SAN FRANCISCO (AP) — Google is poised to split its stock using an unusual method aimed at keeping co-founders Larry Page and Sergey Brin in control of the Internet's most powerful company.

Here's the twist: A new category of nonvoting "C'' stock is being created to supplement the voting class of "A'' shares that have been trading under the "GOOG" ticker symbol since Google's initial public offering nearly a decade ago.

The majority of non-trading "B'' stock that has extra voting power will remain in the hands of Page, who is Google's CEO, and Brin, a top executive who oversees the company's experimental projects. The total number of Google shares will roughly double from the nearly 337 million outstanding as of March 17.

The Class C stock is inheriting the "GOOG" ticker symbol. The Class A stock will switch to a new symbol: "GOOGL."

Google's maneuver is expected to have at least one thing in common with other 2-for-1 stock splits. The share price will probably be cut in half beginning Thursday, the first trading session following the split.

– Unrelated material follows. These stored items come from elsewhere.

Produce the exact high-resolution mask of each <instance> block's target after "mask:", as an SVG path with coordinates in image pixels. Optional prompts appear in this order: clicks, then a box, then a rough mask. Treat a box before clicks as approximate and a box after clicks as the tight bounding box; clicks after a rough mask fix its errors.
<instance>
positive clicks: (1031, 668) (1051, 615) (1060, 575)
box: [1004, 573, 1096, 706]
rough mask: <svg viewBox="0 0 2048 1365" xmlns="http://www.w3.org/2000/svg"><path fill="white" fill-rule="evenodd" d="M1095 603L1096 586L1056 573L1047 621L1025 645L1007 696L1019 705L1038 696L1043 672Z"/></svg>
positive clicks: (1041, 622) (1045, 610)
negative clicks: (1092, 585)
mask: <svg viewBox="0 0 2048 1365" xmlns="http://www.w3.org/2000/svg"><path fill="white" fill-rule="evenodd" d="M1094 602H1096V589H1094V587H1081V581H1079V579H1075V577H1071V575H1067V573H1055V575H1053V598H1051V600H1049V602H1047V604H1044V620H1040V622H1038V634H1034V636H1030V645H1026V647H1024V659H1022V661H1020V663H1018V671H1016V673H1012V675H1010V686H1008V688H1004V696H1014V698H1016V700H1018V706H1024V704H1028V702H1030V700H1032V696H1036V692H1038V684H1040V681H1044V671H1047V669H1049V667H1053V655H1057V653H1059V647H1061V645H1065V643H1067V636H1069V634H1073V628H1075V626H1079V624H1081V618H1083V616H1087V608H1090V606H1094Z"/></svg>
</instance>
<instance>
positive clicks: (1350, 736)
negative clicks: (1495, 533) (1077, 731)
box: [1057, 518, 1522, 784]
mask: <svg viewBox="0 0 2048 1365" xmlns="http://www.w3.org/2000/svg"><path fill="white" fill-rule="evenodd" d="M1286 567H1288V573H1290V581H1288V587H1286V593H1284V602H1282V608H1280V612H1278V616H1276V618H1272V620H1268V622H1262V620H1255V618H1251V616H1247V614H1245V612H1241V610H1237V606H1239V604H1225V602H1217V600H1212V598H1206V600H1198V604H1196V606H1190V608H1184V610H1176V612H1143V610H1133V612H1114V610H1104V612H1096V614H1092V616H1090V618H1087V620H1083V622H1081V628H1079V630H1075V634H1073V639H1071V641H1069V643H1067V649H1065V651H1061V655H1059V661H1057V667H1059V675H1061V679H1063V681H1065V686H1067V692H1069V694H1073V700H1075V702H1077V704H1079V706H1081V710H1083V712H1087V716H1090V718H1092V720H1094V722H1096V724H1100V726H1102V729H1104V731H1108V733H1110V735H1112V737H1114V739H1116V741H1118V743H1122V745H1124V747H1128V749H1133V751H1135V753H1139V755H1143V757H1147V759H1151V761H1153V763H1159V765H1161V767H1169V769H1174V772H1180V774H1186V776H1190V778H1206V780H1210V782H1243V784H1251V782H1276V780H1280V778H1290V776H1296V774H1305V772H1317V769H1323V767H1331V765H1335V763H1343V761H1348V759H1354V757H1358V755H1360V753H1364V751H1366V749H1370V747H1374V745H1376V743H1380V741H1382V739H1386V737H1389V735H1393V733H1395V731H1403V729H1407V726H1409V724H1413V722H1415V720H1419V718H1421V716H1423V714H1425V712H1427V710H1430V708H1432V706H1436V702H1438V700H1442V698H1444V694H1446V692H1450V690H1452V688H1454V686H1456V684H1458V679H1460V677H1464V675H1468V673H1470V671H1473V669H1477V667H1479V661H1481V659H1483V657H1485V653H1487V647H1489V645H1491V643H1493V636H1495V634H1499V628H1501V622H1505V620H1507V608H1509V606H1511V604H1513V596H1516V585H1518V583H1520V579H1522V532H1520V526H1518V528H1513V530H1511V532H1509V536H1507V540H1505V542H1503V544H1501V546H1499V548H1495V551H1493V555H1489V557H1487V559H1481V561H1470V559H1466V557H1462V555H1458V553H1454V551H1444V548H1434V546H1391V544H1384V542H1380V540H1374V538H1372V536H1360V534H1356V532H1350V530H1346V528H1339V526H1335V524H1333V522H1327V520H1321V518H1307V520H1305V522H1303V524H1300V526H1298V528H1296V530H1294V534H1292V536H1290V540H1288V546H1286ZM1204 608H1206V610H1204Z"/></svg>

This means Google's Class A stock, which has been trading above $1,100, will probably drop to somewhere between $500 and $600 beginning Thursday. Google expects the Class C stock to trade in roughly the same range, though that's less of a certainty, because some investors may discount the value of the nonvoting stock.

If there is a big spread between the trading prices of the Class A and Class C shares during the first year of trading, Google Inc. will be required to pay an estimated $300 million to $7.5 billion in cash or additional stock to help make up the difference. Google agreed to those terms to settle a class-action settlement alleging the stock split was set up to benefit Page and Brin at the expense of other shareholders.

Here are some answers to common questions about the stock split's origins and its potential repercussions:

—WHY IS GOOGLE DOING THIS?

Page and Brin originally had little interest in doing a stock split, even as Google shares soared from their IPO price of $85 in August 2004 to more than $700 in 2007. They reasoned a split would only cheapen the shares and attract speculators looking to make a quick buck. Page, 41, and Brin, 40, prefer long-term shareholders who are more likely to tolerate their strategy of making big bets on technology that may take years to pay off.

But the founders' perspective evolved as Google continued to issue more stock to fund acquisitions and compensate a company workforce that soared from about 2,300 employees in 2004 to 44,000 at the end of last year.

The growth in Google's outstanding shares threatened to undercut a system that Page and Brin had set up to ensure they have final say in all key decisions. Their control is based on their ownership of Google's Class B stock, which entitles them to 10 votes for each vote of Class A stock.

Combined, Page and Brin own virtually all of the Class B stock, 46.7 million shares. That gives them 56 percent of the company's voting power. Nevertheless, they were worried their votes eventually would slip below 50 percent as they sold more of their Class B stock and more Class A shares are issued to finance acquisitions and reward other Google employees.

—HOW DOES A SPLIT SOLVE THIS PROBLEM?

The addition of more than 330 million Class C shares provides Google with a new currency that won't undercut the power of Page and Brin. Their control of the company should remain intact because the Class C stockholders can't vote against them.